ISTIO-SECURITY-2024-006

CVE

Envoy CVEs

• CVE-2024-45807: (CVSS Score 7.5, High): oghttp2 may crash on OnBeginHeadersForStream.

• CVE-2024-45808: (CVSS Score 6.5, Moderate): Lack of validation for REQUESTED_SERVER_NAME field for access loggers enables injection of unexpected content into access logs.

• CVE-2024-45806: (CVSS Score 6.5, Moderate): Potential for x-envoy headers to be manipulated by external sources.

• CVE-2024-45809: (CVSS Score 5.3, Moderate): JWT filter crash in the clear route cache with remote JWKs.

• CVE-2024-45810: (CVSS Score 6.5, Moderate): Envoy crashes for LocalReply in HTTP async client.

Am I Impacted?

You are impacted if you are using Istio 1.22.0 to 1.22.4 or 1.23.0 to 1.23.1.

If you deploy an Istio Ingress Gateway, you are potentially vulnerable to x-envoy header manipulation by external sources. Envoy previously considered all private IP to be internal by default and as a result, did not sanitize headers from external sources with private IPs.
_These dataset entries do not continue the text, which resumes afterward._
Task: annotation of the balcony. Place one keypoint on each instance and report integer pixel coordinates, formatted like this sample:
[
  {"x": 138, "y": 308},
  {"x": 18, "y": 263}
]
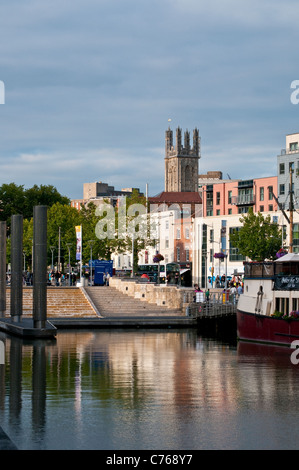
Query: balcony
[{"x": 243, "y": 200}]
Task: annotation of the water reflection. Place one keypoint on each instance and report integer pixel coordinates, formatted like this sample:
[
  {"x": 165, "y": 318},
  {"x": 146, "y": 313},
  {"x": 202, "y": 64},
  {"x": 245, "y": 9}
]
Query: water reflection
[{"x": 147, "y": 390}]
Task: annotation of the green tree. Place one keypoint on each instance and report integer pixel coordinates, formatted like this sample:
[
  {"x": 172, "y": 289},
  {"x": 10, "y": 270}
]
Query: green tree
[
  {"x": 42, "y": 195},
  {"x": 14, "y": 199},
  {"x": 62, "y": 219},
  {"x": 258, "y": 238}
]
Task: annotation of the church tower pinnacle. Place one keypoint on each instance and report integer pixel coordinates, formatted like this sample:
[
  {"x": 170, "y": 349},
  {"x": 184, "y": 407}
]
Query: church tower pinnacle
[{"x": 181, "y": 162}]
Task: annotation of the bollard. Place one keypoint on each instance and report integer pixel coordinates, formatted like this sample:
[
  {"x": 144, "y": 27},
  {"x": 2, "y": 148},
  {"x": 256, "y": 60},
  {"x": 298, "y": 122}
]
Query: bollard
[
  {"x": 2, "y": 269},
  {"x": 16, "y": 287},
  {"x": 39, "y": 266}
]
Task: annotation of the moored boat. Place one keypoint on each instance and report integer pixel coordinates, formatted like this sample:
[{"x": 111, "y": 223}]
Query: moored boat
[{"x": 268, "y": 309}]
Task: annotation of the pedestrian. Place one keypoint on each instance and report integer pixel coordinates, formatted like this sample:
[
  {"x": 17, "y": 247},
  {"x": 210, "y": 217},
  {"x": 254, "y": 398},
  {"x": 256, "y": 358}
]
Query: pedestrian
[
  {"x": 198, "y": 297},
  {"x": 233, "y": 292}
]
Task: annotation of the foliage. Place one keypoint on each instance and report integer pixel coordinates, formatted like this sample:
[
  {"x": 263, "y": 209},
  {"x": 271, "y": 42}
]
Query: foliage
[
  {"x": 14, "y": 199},
  {"x": 258, "y": 238}
]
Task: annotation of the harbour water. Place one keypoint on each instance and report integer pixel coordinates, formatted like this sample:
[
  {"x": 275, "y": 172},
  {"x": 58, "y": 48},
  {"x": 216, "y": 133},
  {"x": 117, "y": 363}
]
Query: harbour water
[{"x": 147, "y": 390}]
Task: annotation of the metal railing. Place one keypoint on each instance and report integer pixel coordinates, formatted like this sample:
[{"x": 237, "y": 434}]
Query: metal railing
[{"x": 219, "y": 304}]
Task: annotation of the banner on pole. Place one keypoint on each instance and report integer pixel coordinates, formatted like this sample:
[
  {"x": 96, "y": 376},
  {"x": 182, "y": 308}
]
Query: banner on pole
[{"x": 78, "y": 242}]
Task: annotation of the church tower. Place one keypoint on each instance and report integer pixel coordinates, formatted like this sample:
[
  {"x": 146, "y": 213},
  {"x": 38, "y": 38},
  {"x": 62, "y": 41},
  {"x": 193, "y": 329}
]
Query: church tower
[{"x": 181, "y": 162}]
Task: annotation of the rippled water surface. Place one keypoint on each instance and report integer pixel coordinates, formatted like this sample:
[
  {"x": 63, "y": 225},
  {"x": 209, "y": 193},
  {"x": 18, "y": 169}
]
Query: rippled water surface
[{"x": 147, "y": 390}]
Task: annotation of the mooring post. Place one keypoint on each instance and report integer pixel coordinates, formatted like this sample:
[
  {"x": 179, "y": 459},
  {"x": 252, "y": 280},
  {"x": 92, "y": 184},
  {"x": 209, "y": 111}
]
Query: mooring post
[
  {"x": 2, "y": 269},
  {"x": 16, "y": 285},
  {"x": 39, "y": 266}
]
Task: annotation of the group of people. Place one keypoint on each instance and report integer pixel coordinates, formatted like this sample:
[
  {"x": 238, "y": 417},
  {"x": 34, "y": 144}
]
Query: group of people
[
  {"x": 57, "y": 278},
  {"x": 106, "y": 278}
]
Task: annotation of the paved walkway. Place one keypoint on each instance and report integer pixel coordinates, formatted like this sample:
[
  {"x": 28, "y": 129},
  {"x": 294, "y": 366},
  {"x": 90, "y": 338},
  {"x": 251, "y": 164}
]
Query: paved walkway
[{"x": 110, "y": 302}]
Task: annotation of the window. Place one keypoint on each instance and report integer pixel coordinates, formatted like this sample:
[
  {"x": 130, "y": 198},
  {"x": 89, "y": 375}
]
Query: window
[
  {"x": 234, "y": 254},
  {"x": 296, "y": 238}
]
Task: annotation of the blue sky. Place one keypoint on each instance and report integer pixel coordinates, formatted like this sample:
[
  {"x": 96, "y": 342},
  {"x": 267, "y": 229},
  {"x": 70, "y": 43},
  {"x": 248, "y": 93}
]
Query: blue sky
[{"x": 90, "y": 86}]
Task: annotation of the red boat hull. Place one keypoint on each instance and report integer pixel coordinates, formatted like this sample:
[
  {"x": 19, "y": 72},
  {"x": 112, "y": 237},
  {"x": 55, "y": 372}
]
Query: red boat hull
[{"x": 264, "y": 329}]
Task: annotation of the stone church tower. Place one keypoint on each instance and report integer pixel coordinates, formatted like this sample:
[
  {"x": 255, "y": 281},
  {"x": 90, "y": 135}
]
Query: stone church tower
[{"x": 181, "y": 162}]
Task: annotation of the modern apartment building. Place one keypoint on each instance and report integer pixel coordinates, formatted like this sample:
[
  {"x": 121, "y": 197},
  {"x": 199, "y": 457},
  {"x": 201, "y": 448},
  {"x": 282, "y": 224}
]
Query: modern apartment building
[
  {"x": 232, "y": 197},
  {"x": 287, "y": 169}
]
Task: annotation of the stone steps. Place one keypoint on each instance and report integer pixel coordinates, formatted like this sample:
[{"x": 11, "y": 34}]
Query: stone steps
[{"x": 111, "y": 302}]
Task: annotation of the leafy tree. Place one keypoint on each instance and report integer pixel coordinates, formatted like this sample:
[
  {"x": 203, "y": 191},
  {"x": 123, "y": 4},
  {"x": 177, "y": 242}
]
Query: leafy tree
[
  {"x": 42, "y": 195},
  {"x": 62, "y": 219},
  {"x": 14, "y": 199},
  {"x": 258, "y": 238}
]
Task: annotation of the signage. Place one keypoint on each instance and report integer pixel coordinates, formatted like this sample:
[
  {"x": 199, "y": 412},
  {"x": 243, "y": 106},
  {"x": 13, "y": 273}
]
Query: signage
[{"x": 286, "y": 283}]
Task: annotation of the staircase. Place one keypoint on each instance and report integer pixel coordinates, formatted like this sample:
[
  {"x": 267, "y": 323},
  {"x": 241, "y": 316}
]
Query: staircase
[
  {"x": 61, "y": 302},
  {"x": 110, "y": 302}
]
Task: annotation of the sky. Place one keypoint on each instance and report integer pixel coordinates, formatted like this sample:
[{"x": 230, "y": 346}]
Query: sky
[{"x": 90, "y": 86}]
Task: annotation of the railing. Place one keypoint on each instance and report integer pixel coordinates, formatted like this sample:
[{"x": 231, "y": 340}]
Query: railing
[{"x": 219, "y": 304}]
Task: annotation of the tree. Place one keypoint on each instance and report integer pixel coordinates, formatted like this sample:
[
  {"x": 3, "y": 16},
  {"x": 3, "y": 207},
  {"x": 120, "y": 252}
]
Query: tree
[
  {"x": 14, "y": 199},
  {"x": 258, "y": 238},
  {"x": 62, "y": 219}
]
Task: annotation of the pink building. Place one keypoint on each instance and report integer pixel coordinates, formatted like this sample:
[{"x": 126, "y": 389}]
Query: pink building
[{"x": 229, "y": 197}]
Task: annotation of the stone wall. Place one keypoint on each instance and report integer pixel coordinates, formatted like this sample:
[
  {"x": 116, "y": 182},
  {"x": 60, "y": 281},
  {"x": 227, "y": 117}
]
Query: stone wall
[{"x": 166, "y": 296}]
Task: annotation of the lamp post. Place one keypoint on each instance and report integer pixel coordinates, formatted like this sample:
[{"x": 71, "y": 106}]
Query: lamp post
[
  {"x": 69, "y": 248},
  {"x": 52, "y": 248},
  {"x": 91, "y": 242}
]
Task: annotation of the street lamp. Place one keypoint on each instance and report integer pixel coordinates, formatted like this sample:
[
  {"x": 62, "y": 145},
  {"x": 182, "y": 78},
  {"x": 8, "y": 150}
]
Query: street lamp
[
  {"x": 69, "y": 248},
  {"x": 91, "y": 242},
  {"x": 52, "y": 248}
]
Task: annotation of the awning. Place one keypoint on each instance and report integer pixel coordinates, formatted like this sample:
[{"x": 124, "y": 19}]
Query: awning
[
  {"x": 290, "y": 257},
  {"x": 182, "y": 271}
]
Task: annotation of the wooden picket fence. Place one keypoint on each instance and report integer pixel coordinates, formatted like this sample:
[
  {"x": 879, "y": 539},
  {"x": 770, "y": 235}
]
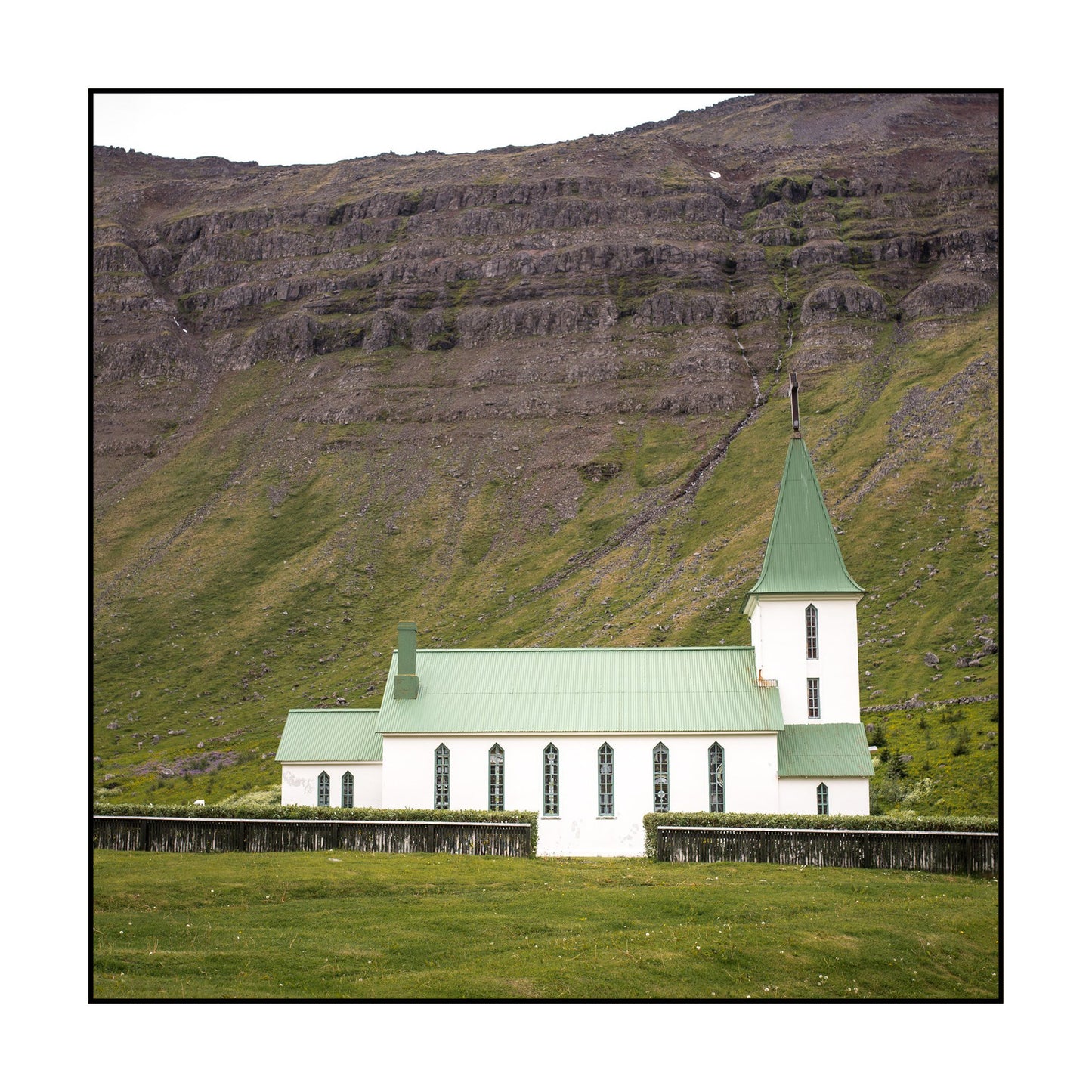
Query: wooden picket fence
[
  {"x": 927, "y": 851},
  {"x": 161, "y": 834}
]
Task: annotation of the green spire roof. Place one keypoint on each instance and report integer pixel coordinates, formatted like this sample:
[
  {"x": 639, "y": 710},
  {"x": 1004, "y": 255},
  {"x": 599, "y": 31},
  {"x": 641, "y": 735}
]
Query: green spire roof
[{"x": 802, "y": 555}]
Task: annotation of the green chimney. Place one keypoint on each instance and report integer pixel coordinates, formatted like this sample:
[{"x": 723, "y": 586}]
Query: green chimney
[{"x": 407, "y": 682}]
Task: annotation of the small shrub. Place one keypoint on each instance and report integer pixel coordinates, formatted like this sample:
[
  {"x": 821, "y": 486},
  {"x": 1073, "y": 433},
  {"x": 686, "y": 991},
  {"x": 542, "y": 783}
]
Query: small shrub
[{"x": 969, "y": 824}]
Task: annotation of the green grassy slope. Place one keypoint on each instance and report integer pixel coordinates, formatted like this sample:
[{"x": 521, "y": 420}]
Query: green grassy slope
[
  {"x": 265, "y": 564},
  {"x": 294, "y": 925}
]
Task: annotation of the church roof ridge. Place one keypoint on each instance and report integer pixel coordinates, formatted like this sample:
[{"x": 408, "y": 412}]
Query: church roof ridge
[{"x": 802, "y": 554}]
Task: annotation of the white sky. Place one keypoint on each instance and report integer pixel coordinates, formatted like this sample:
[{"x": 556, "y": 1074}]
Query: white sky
[{"x": 286, "y": 128}]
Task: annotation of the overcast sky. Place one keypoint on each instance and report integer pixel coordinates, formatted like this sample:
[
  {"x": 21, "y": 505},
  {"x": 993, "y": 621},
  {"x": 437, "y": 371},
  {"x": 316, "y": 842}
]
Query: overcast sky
[{"x": 286, "y": 128}]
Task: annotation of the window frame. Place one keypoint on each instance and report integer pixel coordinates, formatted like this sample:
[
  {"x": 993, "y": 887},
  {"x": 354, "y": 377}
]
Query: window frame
[
  {"x": 660, "y": 770},
  {"x": 716, "y": 751},
  {"x": 552, "y": 809},
  {"x": 496, "y": 778},
  {"x": 604, "y": 757},
  {"x": 441, "y": 779}
]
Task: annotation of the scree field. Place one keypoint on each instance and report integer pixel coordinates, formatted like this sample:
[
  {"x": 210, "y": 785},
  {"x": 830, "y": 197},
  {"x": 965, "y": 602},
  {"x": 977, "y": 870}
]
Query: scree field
[{"x": 320, "y": 925}]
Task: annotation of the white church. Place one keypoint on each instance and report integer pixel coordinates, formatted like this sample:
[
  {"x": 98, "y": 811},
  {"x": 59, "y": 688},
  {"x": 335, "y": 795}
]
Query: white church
[{"x": 593, "y": 739}]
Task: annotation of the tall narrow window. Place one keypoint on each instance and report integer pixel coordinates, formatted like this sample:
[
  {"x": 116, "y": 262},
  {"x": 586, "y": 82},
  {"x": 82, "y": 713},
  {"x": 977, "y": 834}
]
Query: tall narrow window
[
  {"x": 716, "y": 778},
  {"x": 606, "y": 780},
  {"x": 496, "y": 778},
  {"x": 660, "y": 787},
  {"x": 551, "y": 781},
  {"x": 441, "y": 799}
]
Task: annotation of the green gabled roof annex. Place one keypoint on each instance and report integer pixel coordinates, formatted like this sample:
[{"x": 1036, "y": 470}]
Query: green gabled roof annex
[
  {"x": 331, "y": 735},
  {"x": 802, "y": 555},
  {"x": 824, "y": 750},
  {"x": 583, "y": 690}
]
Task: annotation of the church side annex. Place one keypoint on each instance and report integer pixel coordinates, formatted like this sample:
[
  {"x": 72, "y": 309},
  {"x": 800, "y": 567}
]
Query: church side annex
[{"x": 595, "y": 738}]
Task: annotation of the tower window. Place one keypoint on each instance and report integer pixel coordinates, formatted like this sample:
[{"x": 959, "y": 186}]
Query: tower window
[
  {"x": 441, "y": 799},
  {"x": 551, "y": 781},
  {"x": 660, "y": 800},
  {"x": 496, "y": 778},
  {"x": 716, "y": 778},
  {"x": 606, "y": 780},
  {"x": 812, "y": 699}
]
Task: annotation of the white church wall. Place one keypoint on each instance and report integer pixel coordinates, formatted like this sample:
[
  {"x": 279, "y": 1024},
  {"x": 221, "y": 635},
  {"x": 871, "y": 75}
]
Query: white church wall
[
  {"x": 299, "y": 783},
  {"x": 778, "y": 633},
  {"x": 750, "y": 782},
  {"x": 846, "y": 797}
]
Envoy added support for the flag envoy.reloadable_features.explicit_internal_address_config to explicitly un-trust all IPs. Envoy and Istio currently disable the flag by default for backwards compatibility. In future Envoy and Istio release the flag envoy.reloadable_features.explicit_internal_address_config will be enabled by default. The Envoy flag can be set mesh-wide or per-proxy via the ProxyConfig in runtimeValues.

Mesh-wide example configuration:

meshConfig:
  defaultConfig:
    runtimeValues:
      "envoy.reloadable_features.explicit_internal_address_config": "true"

Per-proxy example configuration:

annotations:
  proxy.istio.io/config: |
    runtimeValues:
      "envoy.reloadable_features.explicit_internal_address_config": "true"

Note fields in ProxyConfig are not dynamically configured; changes will require restart of workloads to take effect.